Beklentilerimi boşa çıkardığını söyleyebilirim. Kitap kalın (böyle bir kurgu için) ama bana kalırsa uzatmak için uzatmıştı yazar. Okuduğum ilk ve sanırım son kitabı oldu. Piraye’si pek övülüyor, bu kitaba başlamadan o kitabı da alacaktım ama bu kitabı bitirdikten sonra ondan da vazgeçtim. Belki bir gün okurum elime geçerse, aksine özellikle alıp da okuyacağımı sanmıyorum.

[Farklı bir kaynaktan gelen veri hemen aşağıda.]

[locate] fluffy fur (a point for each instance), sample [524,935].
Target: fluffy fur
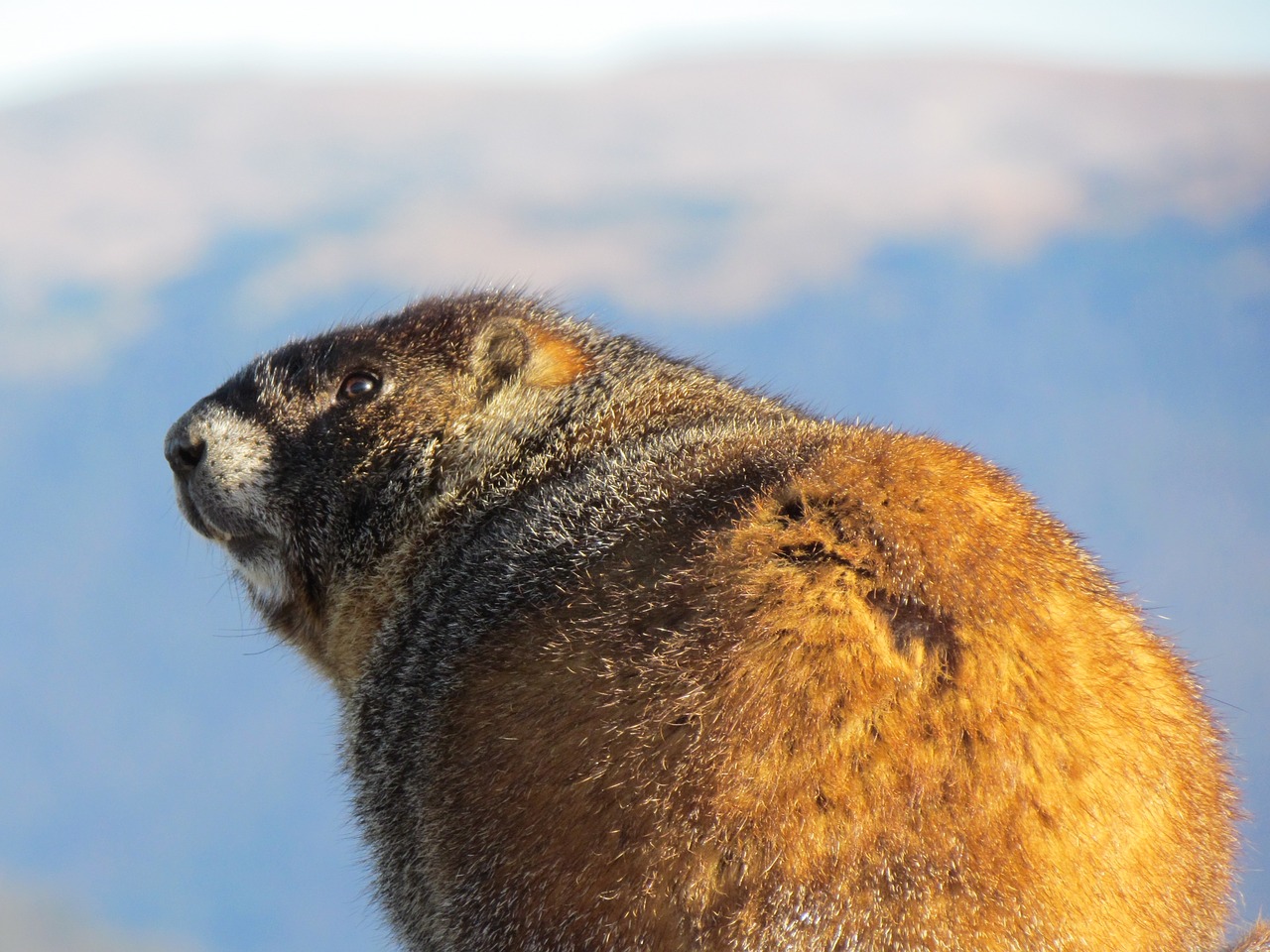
[635,658]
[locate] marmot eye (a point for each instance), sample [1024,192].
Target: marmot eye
[358,386]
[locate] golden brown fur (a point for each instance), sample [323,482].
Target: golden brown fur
[638,660]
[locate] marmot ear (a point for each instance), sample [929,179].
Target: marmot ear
[507,348]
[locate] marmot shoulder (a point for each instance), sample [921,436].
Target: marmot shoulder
[634,657]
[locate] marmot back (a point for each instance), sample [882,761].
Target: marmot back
[636,658]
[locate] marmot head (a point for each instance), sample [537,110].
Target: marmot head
[309,462]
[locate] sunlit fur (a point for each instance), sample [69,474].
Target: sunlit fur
[635,658]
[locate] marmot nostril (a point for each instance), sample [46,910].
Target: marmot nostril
[185,452]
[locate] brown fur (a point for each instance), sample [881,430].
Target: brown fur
[638,660]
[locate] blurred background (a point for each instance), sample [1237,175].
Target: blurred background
[1038,227]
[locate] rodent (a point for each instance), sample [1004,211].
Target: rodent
[633,657]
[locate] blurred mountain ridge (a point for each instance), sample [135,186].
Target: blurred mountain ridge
[683,189]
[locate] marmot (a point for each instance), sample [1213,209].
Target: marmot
[633,657]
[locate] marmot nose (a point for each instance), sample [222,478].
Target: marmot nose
[183,451]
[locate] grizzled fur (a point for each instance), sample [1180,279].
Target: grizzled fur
[635,658]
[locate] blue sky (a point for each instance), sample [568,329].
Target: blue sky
[55,45]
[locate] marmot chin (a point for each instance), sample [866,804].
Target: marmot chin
[633,657]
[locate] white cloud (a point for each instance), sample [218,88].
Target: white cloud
[37,921]
[60,42]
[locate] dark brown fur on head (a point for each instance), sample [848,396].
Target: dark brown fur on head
[633,657]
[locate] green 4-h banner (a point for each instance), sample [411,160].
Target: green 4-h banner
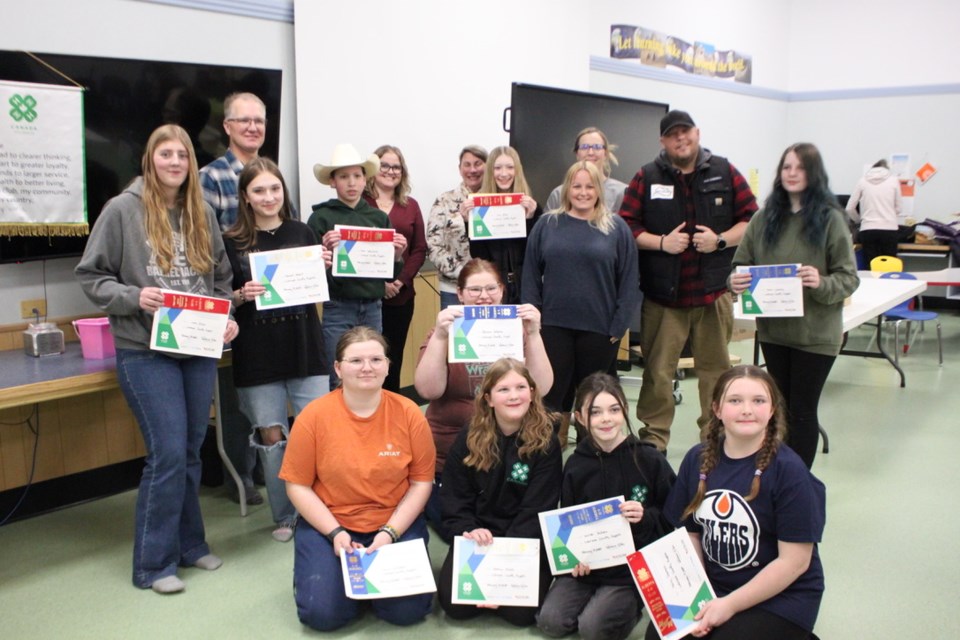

Kitap nerden başladı nereden bitti dedirtiyor. Kadınların baş eğmeleri, susmaları beni çileden çıkarttı. İsmail, Keder’in babası Servet beni ayrı delirtti, neyse oraya hiç girmeyeyim. Doğu’luların acımasızlığı, kadınlara olan davranışları, töre, kültür ve geleneklerini bir araya toplayıp, acımasızca belki de gerçekleri yazmış olabilir, bir doğulu olarak bu tür şeylere kısmen tanık oldum yalnızca. Ancak bizde kadınlar böyle değil, susmazlar, neyse o. Haklı olsun haksız olsun fikirlerini söylerler. En azından benim tanıdığım doğulu kadınlarda ve ben de olmak üzere, bu böyle. Zaten böyle olmak zorunda. Tabii eski zamanda geçiyor kurgu anladığım kadarıyla, eh o zamanın vaktiyle de gerçekten epey bir cahiliye vardı, özellikle şehir ve gün yüzü görmemiş doğuda. Ancak kitapta yazar ezmiş de ezmiş, ezmiş de ezmiş. Zorla bitirmek için bitirdim, okurken sıkıldım. Çok gereksiz detaylar vardı, aşırı bezdirdi beni. Kitabın sonunu atlaya atlaya okudum, gereksiz edebiyat yapılmıştı bence.
Ancak evet, böyle hayatlar da var. Ne diyeyim, Allah kadınlara böyle davranan erkekleri bildiği gibi yapsın. Kendilerini Tanrı zanneden içi boş yaratıklardan başka bir şey değildir böyleleri.